You think carbohydrates aren’t addictive?  You think it’s easy to give them up?  You don’t think it possible that people might prefer carbs to life?

Think again.

A story appeared in the online version of Time Magazine last year that I read when it came out, put aside to blog about later, then got sidetracked.  A reader sent me a link to it a few days ago, which brought it back to the front of my mind.

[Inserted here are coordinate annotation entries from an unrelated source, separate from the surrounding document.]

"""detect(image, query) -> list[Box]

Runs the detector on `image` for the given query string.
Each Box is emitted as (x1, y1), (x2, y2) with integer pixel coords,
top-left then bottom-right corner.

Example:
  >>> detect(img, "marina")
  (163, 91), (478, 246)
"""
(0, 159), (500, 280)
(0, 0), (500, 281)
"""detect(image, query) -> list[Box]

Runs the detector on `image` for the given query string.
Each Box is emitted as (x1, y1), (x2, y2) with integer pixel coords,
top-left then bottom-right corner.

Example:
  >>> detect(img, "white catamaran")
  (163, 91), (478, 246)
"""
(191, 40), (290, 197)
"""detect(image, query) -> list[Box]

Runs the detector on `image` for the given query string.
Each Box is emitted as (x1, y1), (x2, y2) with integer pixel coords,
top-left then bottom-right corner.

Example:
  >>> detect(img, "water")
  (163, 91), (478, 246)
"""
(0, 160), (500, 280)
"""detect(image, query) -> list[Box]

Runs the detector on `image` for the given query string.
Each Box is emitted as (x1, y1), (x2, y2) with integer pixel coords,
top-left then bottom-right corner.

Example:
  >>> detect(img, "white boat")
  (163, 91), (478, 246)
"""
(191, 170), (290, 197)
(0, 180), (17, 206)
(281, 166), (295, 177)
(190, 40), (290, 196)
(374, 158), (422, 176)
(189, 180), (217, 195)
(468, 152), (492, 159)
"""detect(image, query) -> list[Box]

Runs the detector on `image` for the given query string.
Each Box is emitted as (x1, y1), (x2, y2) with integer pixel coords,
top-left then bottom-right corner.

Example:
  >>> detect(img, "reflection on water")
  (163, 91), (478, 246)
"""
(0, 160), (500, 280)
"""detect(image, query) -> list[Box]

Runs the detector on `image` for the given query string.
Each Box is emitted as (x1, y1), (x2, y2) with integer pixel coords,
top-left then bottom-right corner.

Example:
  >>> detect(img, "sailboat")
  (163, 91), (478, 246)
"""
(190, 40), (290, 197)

The article discusses a study being done in Germany using a carb-restricted diet to fight cancer.  In pre-WWII days, a German scientist, Otto Warburg, received a Nobel Prize for his work in sussing out the fact that cancer cells don’t generate energy the same way that normal cells do.  Cancer cells get their energy, not like normal cells, from the mitochondrial oxidation of fat, but from glycolysis, the breakdown of glucose withing the cytoplasm (the liquid part of the cell).  This different metabolism of cancer cells that sets them apart from normal cells is called the Warburg effect.  Warburg thought until his dying day that this difference is what causes cancer, and although it is true that people with elevated levels of insulin and glucose do develop more cancers, most scientists in the field don’t believe that the Warburg effect is the driving force behind the development of cancer.

But it stands to reason that it can be used to treat cancer that is already growing.  Since cancers can’t really get nourishment from anything but glucose, it stands to reason that cutting off this supply would, at the very least, slow down tumor growth, especially in aggressive, fast-growing cancers requiring a lot of glucose to fuel their rapid growth.